Pass incomplete estimates as initial values for the next round of iterations

I am sending my Stan scripts to run on a supercomputer. However, I don’t know how to estimate how much time will the supercomputer require for computation (which is one of the parameters you need to pass to the supercomputer) and so I am often timed out. Therefore, I would like to make my code so that it saves the results of the estimation after each, say, 1000 iterations and then passes these yet incomplete estimates as initial values for the next iterations. That way, if I am timed out, I will at least have access to the calculations that were done until then and I will be able to start the estimation again from where it stopped.

However, I am trying to find a way to pass the results of the previous computations as initial values for the further computations. Simply passing the fit object to the init argument of the stan functions does not work, nor does passing the summary of the fit object. How can I ‘reshape’ the fit object so that its estimates can be used as initial values for further computations?

1 Like

is this about warmup or sampling iterations? this comes up alot, and there’s probably a lot of good stuff in previous posts about what you can/can’t achieve.
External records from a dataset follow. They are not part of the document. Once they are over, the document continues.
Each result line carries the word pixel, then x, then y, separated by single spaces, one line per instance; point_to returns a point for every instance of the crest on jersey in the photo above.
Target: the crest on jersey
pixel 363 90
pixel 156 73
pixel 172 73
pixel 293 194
for CmdStanPy, we’re working on operationalizing this, cf. this feature request

for now, this could be scripted as follows:

  1. run the sampler for 1000 warmup iterations and 1 sampling iteration.

  2. extract the following information from the resulting CmdStanMCMC object:

  • the current best estimate of the Stan program parameters. the method stan_variable(var=<param_name>) will return a numpy.ndarray over all draws where each element of the array has the correct Stan variable structure.

  • the stepsize and metric, available as CmdStanMCMC object properties step_size and metric

  • seed, chain_id for the PRNG used by the sampler. the Stan algorithms don’t record the PRNG state, which complicates the question of how best to resume sampling - perhaps using the same seed and chain_id*2 would be adequate

  1. restart the sample - specifying seed, chain_id, step_size, metric, and initial parameter values.

there’s a certain amount of data-munging required to extract/munge/marshall this information, hence the above-mentioned PR. also problematic - CmdStan’s stansummary function can’t be used here because it only analyzes sampling iterations, not warmup, but CmdStanPy will let you export the sample to Arviz, and then you could use their diagnostics. all of this needs more investigation.

CmdStanPy provides function write_stan_json which will create JSON input files required for the CmdStanModel sample method args metric and inits.

good luck!

Bumping this. I am in the same boat (with cmdstanr). I’ve written a resumable sampling script, but extracting the best fit from N iterations and reshaping it in the way that init wants is proving challenging. How does one take the best fit and reshape it? I’d love some help here.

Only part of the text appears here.